Treacherous
Road To Oslo
Begins Here
By Ramzy Baroud
11 November, 2006
Countercurrents.org
Attempts
to coerce Palestinians into submission have not always manifested themselves
in the crude form of a tank, a bullet, the withholding of aid, or the
denial of freedom of movement. These efforts were at times more imaginative
and shrewd, through the sponsoring and espousing of factionalism, the
purchasing of the integrity of a politician, and pressing Palestinians
themselves to promote foreign agendas, whether knowingly or unwittingly.
Coupled with the collective
punishment endowed on Palestinians by the ever-indifferent international
community - Israel's friends in the West and a few Arab and Muslim allies
- such creative methods often reaped the desired results, albeit for
a little while. I became familiar with one of these attempts recently
in London.
It was recently revealed
that a few individuals, affiliated with the Hamas government and Hamas-dominated
parliament were allowed entry into Britain. News of the visit was first
unveiled by the disingenuous Israeli media, which concocted a skewed
version of the event, claiming that the delegation met with Israeli
'academicians' in London.
The 'leak' was unsubstantiated,
but not in its entirety. The 'breakthrough' visit, as was viewed by
several observers, was timed to coincide with another visit made by
a Palestinian figure, who had indeed met with Israelis. The hope though,
was for the government delegation to join the meetings, as a first step
toward 'breaking the ice.'
Disappointingly to many,
Ahmed Youssef, top advisor to the Palestinian prime minister, as well
as a less known member of Parliament - vehemently refused to participate.

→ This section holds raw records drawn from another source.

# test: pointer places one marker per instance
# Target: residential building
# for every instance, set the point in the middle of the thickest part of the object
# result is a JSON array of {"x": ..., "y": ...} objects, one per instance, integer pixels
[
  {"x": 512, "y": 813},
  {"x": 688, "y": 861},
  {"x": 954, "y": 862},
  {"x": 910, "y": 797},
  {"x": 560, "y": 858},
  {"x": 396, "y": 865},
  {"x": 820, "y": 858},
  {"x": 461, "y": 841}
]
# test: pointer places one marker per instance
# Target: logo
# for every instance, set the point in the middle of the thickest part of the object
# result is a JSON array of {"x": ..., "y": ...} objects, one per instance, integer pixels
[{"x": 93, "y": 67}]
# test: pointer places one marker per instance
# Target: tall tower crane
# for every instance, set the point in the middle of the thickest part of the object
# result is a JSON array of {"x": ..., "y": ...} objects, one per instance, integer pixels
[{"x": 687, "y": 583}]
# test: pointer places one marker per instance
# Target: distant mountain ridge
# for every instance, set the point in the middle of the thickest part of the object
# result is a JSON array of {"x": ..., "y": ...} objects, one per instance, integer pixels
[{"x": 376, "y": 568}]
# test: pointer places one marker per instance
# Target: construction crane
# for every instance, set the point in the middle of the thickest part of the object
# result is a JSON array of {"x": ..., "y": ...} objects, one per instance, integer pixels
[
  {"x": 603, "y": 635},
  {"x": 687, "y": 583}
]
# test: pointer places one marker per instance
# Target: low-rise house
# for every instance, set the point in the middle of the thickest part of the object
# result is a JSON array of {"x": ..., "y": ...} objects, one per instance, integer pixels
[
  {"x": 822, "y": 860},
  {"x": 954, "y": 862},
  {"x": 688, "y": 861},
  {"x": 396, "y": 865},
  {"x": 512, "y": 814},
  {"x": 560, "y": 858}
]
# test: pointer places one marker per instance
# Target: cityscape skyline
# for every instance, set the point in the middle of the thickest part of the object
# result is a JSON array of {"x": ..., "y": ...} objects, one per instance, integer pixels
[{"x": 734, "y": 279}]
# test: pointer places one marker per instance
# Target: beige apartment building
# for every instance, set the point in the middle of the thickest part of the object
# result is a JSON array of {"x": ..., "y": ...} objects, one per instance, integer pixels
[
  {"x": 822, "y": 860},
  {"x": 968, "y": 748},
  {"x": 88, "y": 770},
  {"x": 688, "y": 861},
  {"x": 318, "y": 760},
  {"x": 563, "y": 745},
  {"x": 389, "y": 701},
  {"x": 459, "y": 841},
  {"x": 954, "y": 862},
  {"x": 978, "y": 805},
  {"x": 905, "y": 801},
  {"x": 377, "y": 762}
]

Both meetings took place parallel to one another; the Israeli media,
whether by ignorance or by design, assumed that the merger did in fact
take place and reported the Hamas concession worldwide.
If such a meeting had in
fact taken place, national strife and internal Palestinian infighting
would have morphed into a completely new dimension: it could be argued
that what took the once dominant faction, Fatah, many years to concede,
took Hamas eight months.
But the rest of the meetings
in London, and later in Belfast, were not entirely innocent either.
Hamas, a government under siege, backed by most Palestinians, is losing
its grip on power; the Palestinian economy is in complete tatters; factionalism
and chaos are taking hold to the point that iniquitous civil war predictions
are becoming part of mainstream life in Gaza.
Indeed, a siege from within
and without, aided by occasional, but determined Israeli onslaughts
- the latest in Beit Hanun in northern Gaza that has already killed
scores, including peaceful women protestors - is pressuring the government
to desperately seek alternatives.
Even before its advent as
the major political party in the Occupied Territories in January 2006,
Hamas has long wagered on the support of the Arab and Muslim world.
That has proven to be a fatal mistake, since popular displays of solidarity
with the Palestinian people on the streets of Karachi or Tripoli don't
necessary reflect the full and unconditional backing of the Pakistani
and Libyan governments. The latter is dictated by real politic, personal
interests, regional checks and balances, and international obligations
- particularity to the United States government.
The last eight months were
indeed long enough to force Hamas to reconsider its approach to politics:
breaking the siege on Gaza, it deduced, starts in Washington, with Israeli
consent, of course. Washington, however, is a long way from Gaza, since
the distance between the latter and Damascus and Tehran is too close
for comfort from the US viewpoint and its own checks and balances; London,
thus, was the most practicable destination.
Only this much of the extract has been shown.